La struttura di The Last Dance è un po’ complicata, segue simultaneamente due linee temporali che alla fine vanno a unirsi, la prima è l’intero periodo dell’ascesa e del dominio dei Bulls, dal draft di Jordan nel 1984 fino alle sei stagioni di campionato: una tripletta nel 1991, 1992 e 1993; un’altra nel 1996, 1997 e 1998. La seconda linea temporale è un esame molto più approfondito di quell’ultima stagione vincente, correva l’anno 1997-98 in cui, nonostante i cinque campionati vinti alle spalle, il futuro di Jordan, dell’allenatore Phil Jackson e del sottopagato secondo uomo Scottie Pippen erano incerti. Il documentario spiega che nel 1997-98 i Bulls e Jordan permisero ad una troupe cinematografica di seguirli in ogni momento (o quasi), per questo motivo il repertorio di immagini è davvero abbondante, fondamentale per rendere la docuserie davvero interessante.

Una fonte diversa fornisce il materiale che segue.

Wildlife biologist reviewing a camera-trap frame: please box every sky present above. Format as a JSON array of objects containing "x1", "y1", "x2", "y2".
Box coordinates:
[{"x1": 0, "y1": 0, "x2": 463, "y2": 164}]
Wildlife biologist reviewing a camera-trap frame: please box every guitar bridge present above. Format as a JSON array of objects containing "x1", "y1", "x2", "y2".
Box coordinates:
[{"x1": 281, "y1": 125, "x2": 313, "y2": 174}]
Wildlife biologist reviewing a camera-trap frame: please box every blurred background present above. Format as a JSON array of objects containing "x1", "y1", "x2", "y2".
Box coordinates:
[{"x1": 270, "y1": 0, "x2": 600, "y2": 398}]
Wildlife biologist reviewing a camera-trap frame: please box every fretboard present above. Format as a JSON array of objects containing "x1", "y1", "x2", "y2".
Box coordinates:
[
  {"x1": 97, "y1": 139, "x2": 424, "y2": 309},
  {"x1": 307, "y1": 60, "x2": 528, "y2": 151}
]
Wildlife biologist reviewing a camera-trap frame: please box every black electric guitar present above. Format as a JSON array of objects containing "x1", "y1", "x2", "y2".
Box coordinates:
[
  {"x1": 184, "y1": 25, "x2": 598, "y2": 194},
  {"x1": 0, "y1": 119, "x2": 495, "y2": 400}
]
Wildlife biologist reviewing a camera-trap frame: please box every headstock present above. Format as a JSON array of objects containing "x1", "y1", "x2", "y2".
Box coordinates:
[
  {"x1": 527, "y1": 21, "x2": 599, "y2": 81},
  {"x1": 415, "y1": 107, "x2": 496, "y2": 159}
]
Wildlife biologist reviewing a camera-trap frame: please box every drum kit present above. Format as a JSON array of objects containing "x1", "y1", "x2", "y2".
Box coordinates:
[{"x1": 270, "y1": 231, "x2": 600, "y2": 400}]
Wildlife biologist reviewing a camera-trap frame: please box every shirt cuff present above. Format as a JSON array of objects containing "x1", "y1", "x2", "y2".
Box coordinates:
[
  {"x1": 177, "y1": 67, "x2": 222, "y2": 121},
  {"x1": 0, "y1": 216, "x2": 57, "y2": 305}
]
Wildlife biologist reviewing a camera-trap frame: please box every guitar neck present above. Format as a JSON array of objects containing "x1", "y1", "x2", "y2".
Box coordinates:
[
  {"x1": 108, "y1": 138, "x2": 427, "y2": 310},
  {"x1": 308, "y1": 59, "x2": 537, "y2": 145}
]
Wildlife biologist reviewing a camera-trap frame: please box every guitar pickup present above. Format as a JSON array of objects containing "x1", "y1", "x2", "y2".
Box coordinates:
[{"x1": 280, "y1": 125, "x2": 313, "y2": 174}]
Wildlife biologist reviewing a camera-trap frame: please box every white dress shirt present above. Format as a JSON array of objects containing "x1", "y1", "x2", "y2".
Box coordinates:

Il regista, Jason Hehir, fa un uso saggio dei diversi punti di vista e di una linea temporale scorrevole per riportare lo spettatore a essere sempre focalizzato sul punto della storia di cui si parla, si rivela efficace raccontare quell’ultima stagione per scivolare indietro nel tempo, più e più volte, per poi ritornare alla storia fino a quel fatidico punto. Al centro del documentario, al centro dei Bulls e, in qualche modo, al centro del mondo, specialmente nel 1993 c’era Michael Jordan.
Jordan è sempre stato in qualche modo sia onnipresente che un po’ sfuggente, quelle che rilascia nella serie sono in assoluto le interviste più coinvolgenti e apparentemente schiette che abbia mai fatto, ha dato ai registi un ampio spazio per parlare di tutto, dalle tensioni con Isiah Thomas, fino ad arrivare al delicatissimo discorso alla morte del padre.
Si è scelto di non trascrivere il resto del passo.